Intensité carbone des pays du G20 : aucun pays n’atteint le taux de décarbonisation nécessaire pour limiter le réchauffement climatique.

Octobre 2018

La transition vers un mix énergétique à faible teneur en CO2 peine à suivre le rythme de la croissance économique mondiale : alors les émissions repartent à la hausse. L’objectif fixé par l’Accord de Paris sur le climat - limiter le réchauffement climatique à 2 °C - semble encore un peu plus hors d’atteinte.

L’intensité carbone de l’économie a baissé de 2,6 % en 2017 au niveau mondial. Entre 2000 et 2017, la réduction de l’intensité carbone était de 1,6% en moyenne annuelle, l’évolution actuelle est donc plus rapide et importante.

La France  bien placée dans le classement mondial

Avec un taux de décarbonisation d’1,2 % en 2017 et une intensité carbone de 115 tonnes de CO2 par million de dollars de PNB, la France affiche la plus basse du G20.

La Chine se positionne en tête du classement et affiche un taux de décarbonisation de 5,2 % en 2017. Pays le plus émetteur du monde, il réduit actuellement plus rapidement son intensité carbone que les autres pays du G20. L’intensité carbone de son économie a quasiment diminué de moitié en 10 ans.

Le Mexique, l’Argentine et le Royaume-Uni sont également de bons élèves.
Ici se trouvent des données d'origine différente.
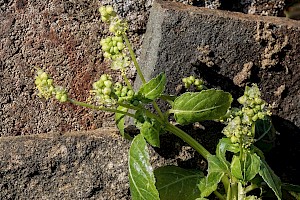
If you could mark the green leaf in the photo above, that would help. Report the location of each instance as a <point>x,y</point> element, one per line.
<point>216,170</point>
<point>120,121</point>
<point>205,105</point>
<point>175,183</point>
<point>215,165</point>
<point>270,178</point>
<point>247,169</point>
<point>251,166</point>
<point>236,168</point>
<point>149,128</point>
<point>210,183</point>
<point>224,145</point>
<point>153,89</point>
<point>141,177</point>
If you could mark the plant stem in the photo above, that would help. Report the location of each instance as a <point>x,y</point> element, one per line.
<point>133,57</point>
<point>79,103</point>
<point>234,189</point>
<point>126,79</point>
<point>219,195</point>
<point>250,188</point>
<point>139,71</point>
<point>188,139</point>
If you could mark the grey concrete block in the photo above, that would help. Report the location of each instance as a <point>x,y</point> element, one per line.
<point>77,165</point>
<point>219,46</point>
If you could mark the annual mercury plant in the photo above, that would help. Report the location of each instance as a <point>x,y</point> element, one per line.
<point>236,171</point>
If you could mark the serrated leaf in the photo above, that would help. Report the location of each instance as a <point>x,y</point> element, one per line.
<point>236,168</point>
<point>251,166</point>
<point>120,121</point>
<point>224,145</point>
<point>210,183</point>
<point>270,178</point>
<point>198,106</point>
<point>175,183</point>
<point>215,165</point>
<point>153,89</point>
<point>141,176</point>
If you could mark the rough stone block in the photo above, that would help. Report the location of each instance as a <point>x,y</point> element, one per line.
<point>78,165</point>
<point>228,50</point>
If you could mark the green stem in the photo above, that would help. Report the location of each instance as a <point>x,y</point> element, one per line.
<point>79,103</point>
<point>133,57</point>
<point>226,183</point>
<point>228,192</point>
<point>219,195</point>
<point>188,139</point>
<point>126,79</point>
<point>139,71</point>
<point>250,188</point>
<point>234,189</point>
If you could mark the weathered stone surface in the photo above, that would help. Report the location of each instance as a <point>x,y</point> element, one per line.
<point>183,40</point>
<point>79,165</point>
<point>229,50</point>
<point>63,38</point>
<point>76,165</point>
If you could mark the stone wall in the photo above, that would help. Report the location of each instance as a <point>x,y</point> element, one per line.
<point>63,37</point>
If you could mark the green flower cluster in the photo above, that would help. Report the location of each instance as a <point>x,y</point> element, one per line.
<point>46,88</point>
<point>191,80</point>
<point>103,90</point>
<point>61,94</point>
<point>117,26</point>
<point>44,84</point>
<point>123,92</point>
<point>107,93</point>
<point>112,46</point>
<point>107,13</point>
<point>240,122</point>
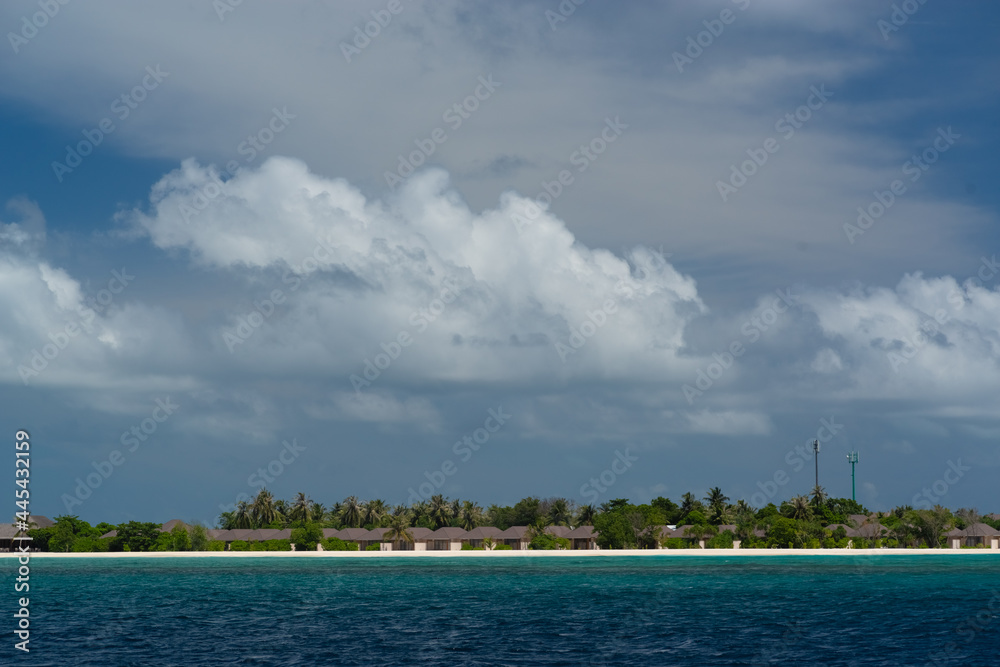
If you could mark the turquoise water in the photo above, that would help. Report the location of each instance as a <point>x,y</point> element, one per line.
<point>896,610</point>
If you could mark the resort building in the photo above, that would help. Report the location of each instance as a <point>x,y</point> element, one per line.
<point>976,535</point>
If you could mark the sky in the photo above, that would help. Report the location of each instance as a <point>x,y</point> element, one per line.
<point>492,250</point>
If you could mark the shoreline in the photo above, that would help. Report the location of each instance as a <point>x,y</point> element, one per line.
<point>578,553</point>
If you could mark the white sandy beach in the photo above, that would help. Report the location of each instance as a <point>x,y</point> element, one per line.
<point>581,553</point>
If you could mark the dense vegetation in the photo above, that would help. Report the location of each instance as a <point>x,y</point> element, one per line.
<point>800,522</point>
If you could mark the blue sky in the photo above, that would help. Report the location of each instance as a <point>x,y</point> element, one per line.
<point>638,311</point>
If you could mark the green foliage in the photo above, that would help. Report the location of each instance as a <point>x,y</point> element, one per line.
<point>90,544</point>
<point>614,531</point>
<point>138,536</point>
<point>782,533</point>
<point>723,540</point>
<point>550,542</point>
<point>199,538</point>
<point>180,538</point>
<point>337,544</point>
<point>306,536</point>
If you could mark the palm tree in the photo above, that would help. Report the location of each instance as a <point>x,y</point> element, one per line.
<point>399,530</point>
<point>243,516</point>
<point>302,509</point>
<point>439,511</point>
<point>560,512</point>
<point>716,500</point>
<point>263,510</point>
<point>470,515</point>
<point>373,512</point>
<point>585,515</point>
<point>350,512</point>
<point>798,508</point>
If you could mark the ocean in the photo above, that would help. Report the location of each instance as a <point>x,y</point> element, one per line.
<point>829,610</point>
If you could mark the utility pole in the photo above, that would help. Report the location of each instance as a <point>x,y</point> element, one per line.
<point>852,458</point>
<point>816,453</point>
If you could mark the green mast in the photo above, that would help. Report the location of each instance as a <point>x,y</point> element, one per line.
<point>852,458</point>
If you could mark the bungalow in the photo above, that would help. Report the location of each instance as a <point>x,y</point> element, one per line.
<point>8,531</point>
<point>448,538</point>
<point>975,535</point>
<point>582,537</point>
<point>474,538</point>
<point>516,537</point>
<point>421,536</point>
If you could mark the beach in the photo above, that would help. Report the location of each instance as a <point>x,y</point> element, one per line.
<point>581,553</point>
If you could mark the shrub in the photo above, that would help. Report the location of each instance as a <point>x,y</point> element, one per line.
<point>337,544</point>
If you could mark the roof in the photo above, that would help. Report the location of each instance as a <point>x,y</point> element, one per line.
<point>448,533</point>
<point>514,533</point>
<point>581,532</point>
<point>482,532</point>
<point>168,526</point>
<point>352,533</point>
<point>420,533</point>
<point>974,530</point>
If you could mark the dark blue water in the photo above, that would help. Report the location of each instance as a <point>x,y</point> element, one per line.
<point>897,610</point>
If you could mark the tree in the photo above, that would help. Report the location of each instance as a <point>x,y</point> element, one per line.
<point>373,512</point>
<point>180,538</point>
<point>137,536</point>
<point>243,516</point>
<point>439,511</point>
<point>306,536</point>
<point>716,502</point>
<point>797,508</point>
<point>560,513</point>
<point>199,538</point>
<point>585,515</point>
<point>399,530</point>
<point>351,512</point>
<point>470,515</point>
<point>263,511</point>
<point>302,509</point>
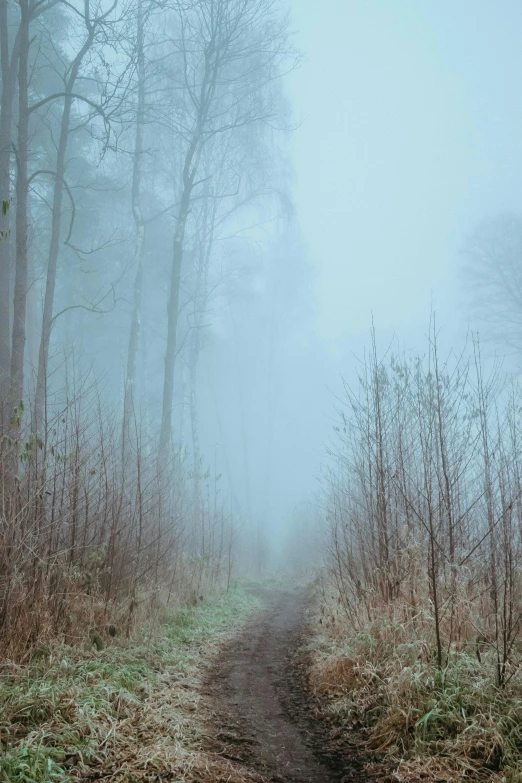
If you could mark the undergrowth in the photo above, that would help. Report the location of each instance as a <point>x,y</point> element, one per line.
<point>423,723</point>
<point>128,712</point>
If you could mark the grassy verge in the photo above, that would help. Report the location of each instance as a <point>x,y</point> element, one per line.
<point>130,712</point>
<point>424,724</point>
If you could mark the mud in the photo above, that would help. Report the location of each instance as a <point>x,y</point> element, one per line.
<point>263,712</point>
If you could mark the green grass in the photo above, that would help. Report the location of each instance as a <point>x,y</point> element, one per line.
<point>60,712</point>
L’Arabie Saoudite et la Russie figurent quant à eux en bas du classement (intensité carbone proche de 400 tonnes de CO2 par million de dollars de PNB).

Sans un redoublement des efforts en la matière, le budget carbone du scénario 2 °C sera épuisé en 2036

La baisse moyenne de 2,6 % par an représente moins de la moitié de l’effort nécessaire pour contenir le réchauffement climatique à 2 °C.

Cette année, aucun pays ne parvient au taux de décarbonisation requis, de 6,4%, pour atteindre l’objectif fixé par l’Accord de Paris.

« Comme le rapport du GIEC le rappelle, si la décarbonisation de l’économie n’accélère pas dans les prochaines années, les conséquences négatives pour la planète, les Hommes et l’économie seront nombreuses, telles que la progression des périodes de sécheresse, la disparition de certaines espèces animales, la fonte complète de la banquise en été, la baisse de rendement de certaines cultures, l’augmentation des événements climatiques extrêmes, etc. »

Olivier Muller, directeur au sein du département développement durable chez PwC France et Afrique francophone.

Mais plusieurs pistes existent afin de répondre à ce défi, comme les énergies renouvelables en général (production en hausse de +17 % en 2017) et l’énergie solaire photovoltaïque en particulier (+35 %) ou encore dans l’évolution du parc automobile. Les véhicules électriques font notamment partie des solutions à développer pour limiter les émissions de gaz à effet de serre.